Hacker News new | ask | show | jobs
by citizenpaul 11 days ago
If you asked me last year(2025) I would have still said LLMs are a silly toy.

As of Jan 2026 I have come to accept that LLMs are at least part of the puzzle of how intelligence works. They are at this point better than the majority of humans at various intellectual tasks. It may not be or ever be a 1:1 but good enough ran the world already before llms.

There is not even a formal definition of what intelligence is so saying LLM's are intelligent can't even be "right/wrong". Its just arguing semantics and definitions.

4 comments

They are better than humans at tasks that require information recall and application to specific task.

For example, front end web app layout and basic functionality. Anyone can make a website with interactive buttons with ease now, where as before, you had to go look up examples, try stuff, figure out why its not working, e.t.c.

But in terms of organization and higher level tasks, like for example making front end that is clean, robust, easily extensible, and doesn't break, LLMs require almost as much prompting to do this as it takes to actually write the code.

They are mostly "faster" than the majority of humans. They are rarely better than experienced and talented humans at the majority of tasks they are able to do. They are better on both scales on a small thin slice of work tasks.
They're not better than the best humans at practically anything. However I doubt there's a person alive that could outperform an LLM on a broad suite of tasks like Humanity's Last Exam and the vast majority of people probably couldn't answer a single question on it.
They’re the language part of the puzzle, which seems to require some basic world modeling but it can’t make novel models unless there’s an example in its training data.

I think engineering and mathematical thought requires spatial reasoning, when I model problems I see them as 3D shapes. Like the economy is a series of tubes that money flows through and collect in buckets, programming state is little boxes that hold values, chemical interactions are like keys that fit into locks.

I don’t think LLMs can build models like that, but because it has so much memorized and there usually isn’t a need for a novel model custom fit for a problem, it can fake it by imitation.

Seems like LLMs are that. A bunch of most probable word associations is a network, and you can build a physical model of a network, or build a network that allows you to reason about a physical model. Whether it's just a flowchart or workflow diagram, or an X-dimensional matrix with vectors moving through it.

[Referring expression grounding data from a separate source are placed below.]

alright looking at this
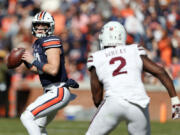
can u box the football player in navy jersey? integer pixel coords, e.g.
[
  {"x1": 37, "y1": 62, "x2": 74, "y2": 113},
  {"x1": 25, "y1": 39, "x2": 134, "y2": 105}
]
[{"x1": 20, "y1": 11, "x2": 79, "y2": 135}]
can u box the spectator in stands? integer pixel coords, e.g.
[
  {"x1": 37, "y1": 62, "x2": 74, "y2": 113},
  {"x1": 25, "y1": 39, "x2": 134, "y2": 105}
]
[
  {"x1": 0, "y1": 0, "x2": 179, "y2": 86},
  {"x1": 0, "y1": 50, "x2": 11, "y2": 117},
  {"x1": 158, "y1": 29, "x2": 172, "y2": 66}
]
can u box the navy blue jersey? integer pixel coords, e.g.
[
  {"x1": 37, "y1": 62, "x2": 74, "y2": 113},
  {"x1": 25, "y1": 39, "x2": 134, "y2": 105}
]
[{"x1": 32, "y1": 35, "x2": 68, "y2": 87}]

But the only way to map the network in an LLM is experimentally. You have to prompt it, and see how the coefficients fall in order to construct your most likely walk through the training data.

I think that LLMs can and do come up with novel things through exhaustion, just by applying the relationships between some set of entities to entirely different sets of entities because an accumulation of earlier context pushed the probability of those entities being mentioned, and they were able to easily replace a selection of entities that were more associated with those nearer connective, relationship words.

I think that as such LLMs are good at generating metaphors, and a lot of innovation comes from going "What if As worked like Bs?" Just go through all the As and Bs, toss the ones that don't make any sense and test the ones that seem like they might.

I don't believe you can say that "LLM" is part of intelligence. No single human is exposed to as much text as any LLM model ingests, not by many orders of magnitude, and humans still perform cognition and generate new language.
Most LLMs are multimodal now, able to map visual concepts to language and vice versa. If OpenAI's recent Erdos solution was faking math, it faked it very well.
3D isn’t one of the modes though, I know a paper several years back showed that diffusion models don’t actually understand physics or geometry.

I can’t evaluate the Erdos solution personally, but both math and software have many problems that are some combination of other problems and since it can get instant verification feedback it can try millions of permutations to discover the right solution. This is valuable, I’m not dismissing it, but I think there’s another tier of harder problems that I don’t believe LLMs can solve and it will require some further theoretical breakthroughs to get there.

"How can we understand what an LLM is "thinking"? It's clearly very valuable to do so — it could enable steering model behavior, detecting dangerous intent, and more."

Well that is complete any utter bollocks, dribbled in para three or so, and obviously written by a next token guesser.

LLMs are tools and I'm pretty sure if I let you loose on some of my tools, you might lose an extremity unless I kept an eye on you.

I have an on prem Qwen3.6-35B-A3B-UD-Q4_K_XL working on a box in the office and its quite handy for a chat.